Thanks for the kind words. Yes, the brake situation will be thoroughly investigated.

The build: It is a pretty standard 400 based 452 with a steel 440 crank. Compression I believe is around 10:1 as it runs on pump 91 as that is what most stations here carry although I have been told the 91 was really 93. As the refinery closed about 3 years ago no idea if that is still the case, especially as the refinery which was functioning as a tank farm is even closing that so fuel is currently coming in on tanker trucks from Puerto Rico on local freighters. Might be time to plant sugar cane on our acreage and switch to ethanol for the RR and the 88 and castor oil based biodiesel for the 109. Heads are Edelbrock Performer RPMS that have been cleaned up with a decent valve job by Dan Costello. Cam is a solid roller, invoice says 257/267 with .600 lift. Not sure if that is at .050 off the seat or not, I expect so. Obviously I will never have the cam card. Rockers are Harland-Sharp 1.6 ratio. Tunnel ram is a Weiand for a low deck, carbs are Holley Ultra HP 600's
Headers are Hooker Comps (5903 HKR), painted with VHT header paint, both the primer and white top coat. Way back when Dan modified the Mopar distributor for advance etc.

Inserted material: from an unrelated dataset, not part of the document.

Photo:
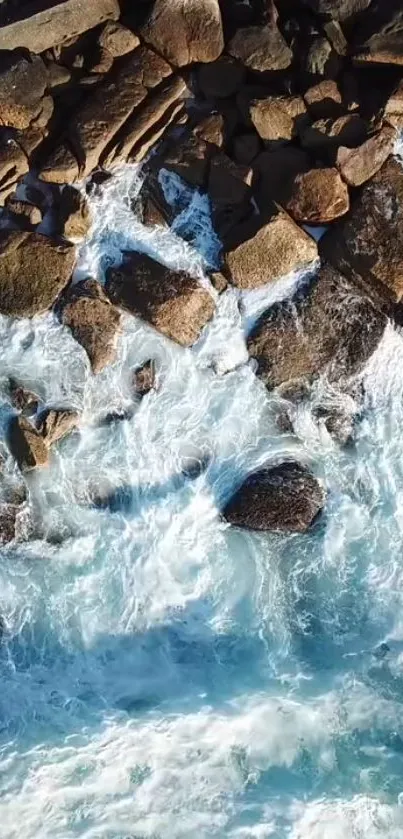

Flywheel is a Mcleod aluminium 143 tooth, new as the old flywheel was too far gone. I like the concept of just replacing the steel inserts as needed. The clutch is a Tim Hyatt built Mcleod based soft lock. Bell housing standard Lakewood. Tranny is a 23 spline, I rebuilt it a few years back with parts from Jamie Passon. Rear is a Strange S-60 with a tru-trac and 4.3 gears.

A few wiring issues from sitting have to be sorted but nothing insurmountable.

I never got the final dyno sheets but some ones from before it was finally tuned were in the 550 ft-lbf range for torque and a little under that for HP, which Dan thought was a timing issue.

There actually is a chassis dyno down here so might put it on there to see what it gets but primarily to check installed in car air fuel ratios etc.

I got David Vizard's book How to super tune and modify Holley carburetors which was very informative. When I get a wideband it will be useful if anything seems off.

Oh, right, YouTube, duh. Will post the videos, they are not very
exciting but gives the flavor of the place.